Parmi les principales initiatives économiques de l'Union européenne en réponse à la pandémie du coronavirus, figure un programme d’investissements de 37 milliards d'euros. Ce budget sera déployé par le canal de la politique de cohésion, qui vise habituellement à réduire l’hétérogénéité de richesses entre régions européennes.
Financée sur le budget européen (un cadre pluriannuel de 7 ans), la politique régionale est une politique concrète de solidarité entre territoires européens. L'allocation des ressources est proportionnelle au niveau de développement des différentes régions par rapport à la moyenne européenne.
La philosophie de cette politique est « aucune région ne doit être laissée à la traîne ». Les régions considérées comme en retard dans le cycle de développement reçoivent plus de ressources pour rattraper les régions les plus prospères.
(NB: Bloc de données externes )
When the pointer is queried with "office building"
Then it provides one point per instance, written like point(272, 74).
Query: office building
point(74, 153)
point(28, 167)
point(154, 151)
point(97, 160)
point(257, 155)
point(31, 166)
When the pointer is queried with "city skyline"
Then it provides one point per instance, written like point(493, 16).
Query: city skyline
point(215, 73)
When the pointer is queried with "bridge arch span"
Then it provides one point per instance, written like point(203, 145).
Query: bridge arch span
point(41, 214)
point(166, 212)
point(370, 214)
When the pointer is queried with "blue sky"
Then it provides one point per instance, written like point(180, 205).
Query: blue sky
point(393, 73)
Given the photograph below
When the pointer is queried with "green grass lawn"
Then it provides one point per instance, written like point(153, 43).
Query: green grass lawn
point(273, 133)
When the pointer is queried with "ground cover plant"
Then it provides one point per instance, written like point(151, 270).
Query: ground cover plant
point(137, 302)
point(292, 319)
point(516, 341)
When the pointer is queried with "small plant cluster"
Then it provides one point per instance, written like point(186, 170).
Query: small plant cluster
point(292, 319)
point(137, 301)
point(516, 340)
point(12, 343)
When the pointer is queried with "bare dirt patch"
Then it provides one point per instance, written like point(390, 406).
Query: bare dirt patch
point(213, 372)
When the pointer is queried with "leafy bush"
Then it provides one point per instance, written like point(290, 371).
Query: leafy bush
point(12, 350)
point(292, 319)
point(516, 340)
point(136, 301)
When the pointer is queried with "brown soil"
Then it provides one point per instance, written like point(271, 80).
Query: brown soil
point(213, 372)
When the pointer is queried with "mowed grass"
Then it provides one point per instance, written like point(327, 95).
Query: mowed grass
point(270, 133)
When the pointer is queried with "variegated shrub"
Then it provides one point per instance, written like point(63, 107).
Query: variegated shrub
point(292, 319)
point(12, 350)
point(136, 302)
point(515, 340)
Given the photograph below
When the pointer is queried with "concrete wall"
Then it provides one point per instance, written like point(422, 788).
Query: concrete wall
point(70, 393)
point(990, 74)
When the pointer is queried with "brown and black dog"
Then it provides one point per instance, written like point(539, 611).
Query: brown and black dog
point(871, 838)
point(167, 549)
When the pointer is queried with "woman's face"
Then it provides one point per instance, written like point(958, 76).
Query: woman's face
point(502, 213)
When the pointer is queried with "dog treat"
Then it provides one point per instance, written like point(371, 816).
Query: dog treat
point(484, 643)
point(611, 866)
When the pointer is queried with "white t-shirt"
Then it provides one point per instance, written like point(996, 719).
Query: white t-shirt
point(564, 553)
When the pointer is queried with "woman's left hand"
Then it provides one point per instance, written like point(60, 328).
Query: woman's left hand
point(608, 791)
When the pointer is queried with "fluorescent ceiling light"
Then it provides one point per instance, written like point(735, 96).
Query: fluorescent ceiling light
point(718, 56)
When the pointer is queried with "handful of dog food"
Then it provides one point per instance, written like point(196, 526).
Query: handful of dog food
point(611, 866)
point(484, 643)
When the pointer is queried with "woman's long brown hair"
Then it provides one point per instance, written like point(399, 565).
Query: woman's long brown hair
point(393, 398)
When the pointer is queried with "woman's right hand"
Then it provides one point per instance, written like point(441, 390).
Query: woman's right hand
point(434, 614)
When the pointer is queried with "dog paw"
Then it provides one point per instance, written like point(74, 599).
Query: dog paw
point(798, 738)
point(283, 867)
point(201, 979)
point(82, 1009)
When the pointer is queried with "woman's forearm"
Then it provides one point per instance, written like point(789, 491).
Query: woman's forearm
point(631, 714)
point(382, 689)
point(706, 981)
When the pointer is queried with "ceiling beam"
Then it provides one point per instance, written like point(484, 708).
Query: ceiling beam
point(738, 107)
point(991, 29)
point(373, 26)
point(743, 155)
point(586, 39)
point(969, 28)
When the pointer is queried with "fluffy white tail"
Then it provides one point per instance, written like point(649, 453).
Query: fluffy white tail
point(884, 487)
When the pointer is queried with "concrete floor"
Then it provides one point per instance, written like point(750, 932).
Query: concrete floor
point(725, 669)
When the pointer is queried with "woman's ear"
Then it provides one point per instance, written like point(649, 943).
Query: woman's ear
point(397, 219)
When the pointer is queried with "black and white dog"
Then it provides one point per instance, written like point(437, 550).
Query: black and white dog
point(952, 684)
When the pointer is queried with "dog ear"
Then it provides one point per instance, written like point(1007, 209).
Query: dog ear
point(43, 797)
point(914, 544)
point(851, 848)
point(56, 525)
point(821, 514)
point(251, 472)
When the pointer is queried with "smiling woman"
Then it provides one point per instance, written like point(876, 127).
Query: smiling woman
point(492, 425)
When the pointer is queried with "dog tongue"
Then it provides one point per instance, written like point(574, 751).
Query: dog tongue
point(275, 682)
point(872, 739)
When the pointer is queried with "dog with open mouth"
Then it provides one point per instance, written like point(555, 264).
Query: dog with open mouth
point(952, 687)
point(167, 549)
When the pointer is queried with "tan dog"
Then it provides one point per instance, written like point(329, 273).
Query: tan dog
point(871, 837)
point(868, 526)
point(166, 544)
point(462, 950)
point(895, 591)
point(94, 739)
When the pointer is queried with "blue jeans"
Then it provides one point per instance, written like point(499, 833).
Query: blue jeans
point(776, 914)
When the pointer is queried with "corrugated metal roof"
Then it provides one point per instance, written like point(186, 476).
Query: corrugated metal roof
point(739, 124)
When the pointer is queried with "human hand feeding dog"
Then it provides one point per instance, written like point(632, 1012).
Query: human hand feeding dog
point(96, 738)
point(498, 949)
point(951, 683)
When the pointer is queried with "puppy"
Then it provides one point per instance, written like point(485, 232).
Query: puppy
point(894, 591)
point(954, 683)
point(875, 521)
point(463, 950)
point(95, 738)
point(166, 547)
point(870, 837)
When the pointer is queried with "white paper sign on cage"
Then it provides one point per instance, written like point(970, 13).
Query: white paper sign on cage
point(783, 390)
La politique régionale européenne est financée par cinq fonds. Les deux principaux sont le Fonds européen de développement régional et le Fonds social européen. Outre ces deux vecteurs budgétaires, on compte aussi le Fonds européen pour les affaires maritimes et la pêche et le Fonds de cohésion. Ils seront également engagés dans la gestion de la crise causée par le COVID-19.
« L'initiative d'investissement » prise en réponse au coronavirus consiste à réaffecter les ressources de la politique de cohésion pour investir dans les systèmes de santé. Ces moyens serviront à acheter du matériel médical, y compris de protection, à développer la télémédecine. Ils seront aussi mobilisés pour aider les entreprises à faire face à l’arrêt brutal de l’économie.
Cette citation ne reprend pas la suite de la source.